The Catholic Church, in continuity with Jewish teaching, also found same-sex activity as morally reprehensible, and then borrowed the concept of the entelechy of human acts - those performed with a full moral conscience - to explain why same-sex activity is objectively evil in itself, aside from the intentions of the participants.
The removal of homosexuality's designation as a mental illness - by political, not scientific reasons - in the 1970's impacted the mind of exegetes who then separated the moral evaluation of the same-sex activity from the intention of the participants, turning the evaluation relative and situational; this is the understanding you accept. But by so doing, these exegetes imported and projected a bias onto the text that was foreign to the mind of the original writer and to the received Catholic moral teaching. As a consequence, I question the accuracy of the interpretation, and the intention of these exegetes, when it comes to these verses.

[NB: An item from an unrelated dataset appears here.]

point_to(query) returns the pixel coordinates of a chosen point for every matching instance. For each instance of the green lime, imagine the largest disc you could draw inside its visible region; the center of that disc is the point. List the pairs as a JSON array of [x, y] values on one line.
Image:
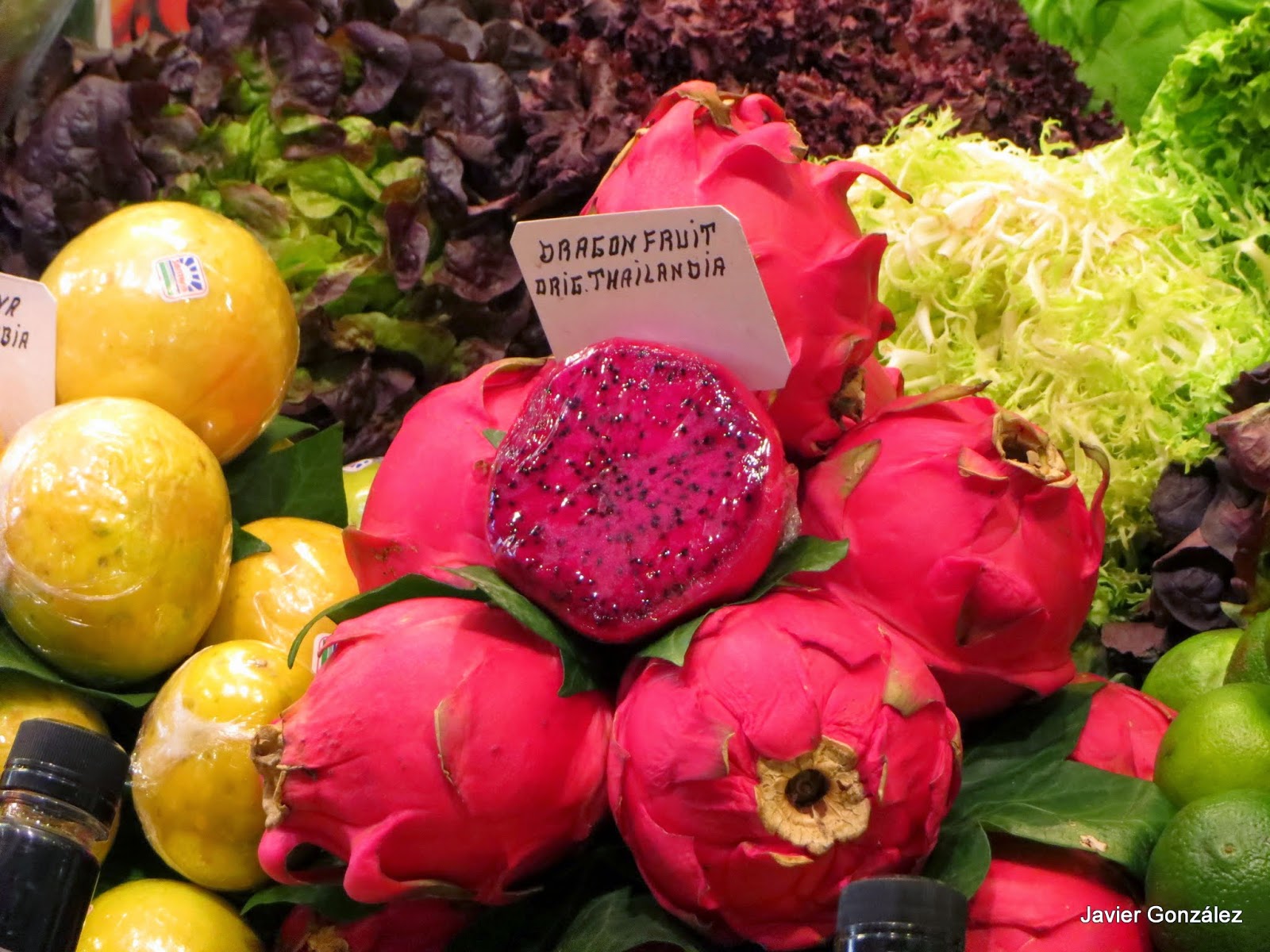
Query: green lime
[[1221, 742], [1251, 658], [1210, 876], [1191, 668]]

2) Natural Law writing is susceptible to the critique you propose. Yet, the Founding Fathers inherited this thought from 16th century Jesuits and Franciscans who were intent on convincing the conquistadors that the Native Americans and the Africans were human beings endowed with souls, and therefore also endowed with an inviolable dignity. Through Locke and Rosseau, Natural Law thought entered the main current of the American Revolution and led Jefferson - who had her daughter educated by nuns - to write the Declaration of Independence. Hence, Natural Law philosophy took unexpected turns in the general intercourse of mankind and in our Nation's formation.
Finally, the happiness proposed by Natural Law doesn't consists of emotional happiness attained by one's release of, and surrender to passion - any passion, often aided by prescribed amounts of anti-depressants - but by the practice of virtue, a life of good habits attained through the practice of right actions informed by right intentions. For a Christian, the goal is Eternal Beatitude, as natural virtue is set afire by supernatural virtue.
May we all attain both kinds of virtue this Christmas Day.
+JMJ,
Theo
Dear Teofilo,
I just wanted to wish you a Blessed and Holy Christmas in the company of the Child Jesus, Our Lady and Saint Joseph. May your soul be filled with the Majestic and celestial harmonies that the Angels sang at Bethlehem.
Glory to God in the Highest and Peace to His People on Earth !
Thank you for a year of spiritually enhancing posts.